Anonimowy użytkownik
25/09/2024
opinia recenzenta nie jest potwierdzona zakupem
Książka jest bardzo ciekawa. Powieść czyta się jednym tchem. To ważne w powieściach. W zasadzie jedyne co mnie w książce zadrażniło, to niepasująca do akcji i według mnie wpleciona sztucznie aluzja do aktualnej polityki, tzw. słoń a sprawa polska, czyli strona 46 (zaznaczyłam sobie).Akcja rozpoczyna się w Nikozji, gdzie para małżeńska kupuje starą szkatułkę, która ponoć przynosi pecha.. W trzy miesiące później ta sama para jest świadkiem brutalnego zabójstwa kapłana w Barcelonie. Co dziwniejsze, zabójstwo to jest zatuszowane. W szkatułce znajdują stare monety, a i zabójstwo nie może im wyjść z głowy. Zgłaszają się więc do specjalistów i sprawa rusza i zatacza coraz szersze kręgi, zło zostaje ruszone, a prawda może kosztować życie ludzkie. Jednocześnie dzięki znawcom małżeństwo zaczyna się dowiadywać coraz więcej na temat szkatułki i monet.
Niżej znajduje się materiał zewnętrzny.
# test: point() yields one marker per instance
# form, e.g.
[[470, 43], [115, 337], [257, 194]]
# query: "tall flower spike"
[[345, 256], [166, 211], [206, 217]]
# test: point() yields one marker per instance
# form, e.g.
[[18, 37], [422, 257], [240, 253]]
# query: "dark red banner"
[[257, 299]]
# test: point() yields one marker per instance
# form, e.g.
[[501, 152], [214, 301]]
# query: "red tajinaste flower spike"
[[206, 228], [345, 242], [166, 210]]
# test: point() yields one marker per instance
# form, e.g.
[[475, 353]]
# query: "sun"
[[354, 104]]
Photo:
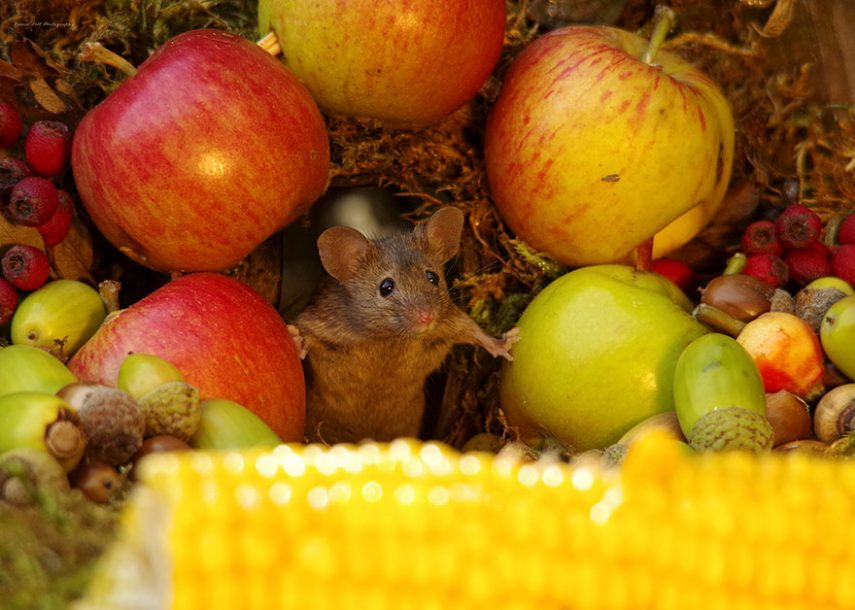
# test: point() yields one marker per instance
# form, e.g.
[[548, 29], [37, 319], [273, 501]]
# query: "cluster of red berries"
[[30, 198], [788, 249]]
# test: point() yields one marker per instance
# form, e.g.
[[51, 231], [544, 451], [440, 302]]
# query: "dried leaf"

Akcja idzie dwutorowo - z jednej strony współczesne wydarzenia, a z drugiej - historia, która źródła swoje czerpie z wydarzeń sprzed 2 tysięcy lat i dotyczy Judasza i Piłata. Szkatułka jest przeklęta, bo każdego jej posiadacza spotyka nieszczęście. Wszystkich tych posiadaczy poznajemy: kupców i papieży, męczenników i męczonych. Rozwiązanie akcji jest totalne i świetnie napisane.Wyczytałam, że autora porównano do 'Dana Browna'. W sumie autor jest odwrotnością Browna, bo tamten obalał chrześcijaństwo, a Tadeusz Biedzki je ocala. Wydarzenia w książce pokazują, że pomimo rozmaitych życiowych tragedii, wartości takie jak miłość, rodzina, poświęcenie, prawda są ważne, że zło wraca do czyniącego, a zło obraca się przeciwko samemu sobie. Tajne stowarzyszenia, tajemnicze monety, fatum zło przeciwko dobru to ciekawe elementy powieści, które czynią ją pasjonującą. Autor Ma bardzo lekkie pióro i kreśli sceny i bohaterów kilkoma słowami.Książka wpisuje się w krąg literatury popularnej, ale ciekawej literatury popularnej. Podróże, historia i spiski to coś nowego w naszej powieści popularnej i ja to 'kupuję'. Styl autora mi odpowiada. To miła lektura na niedzielne, zimowe popołudnie.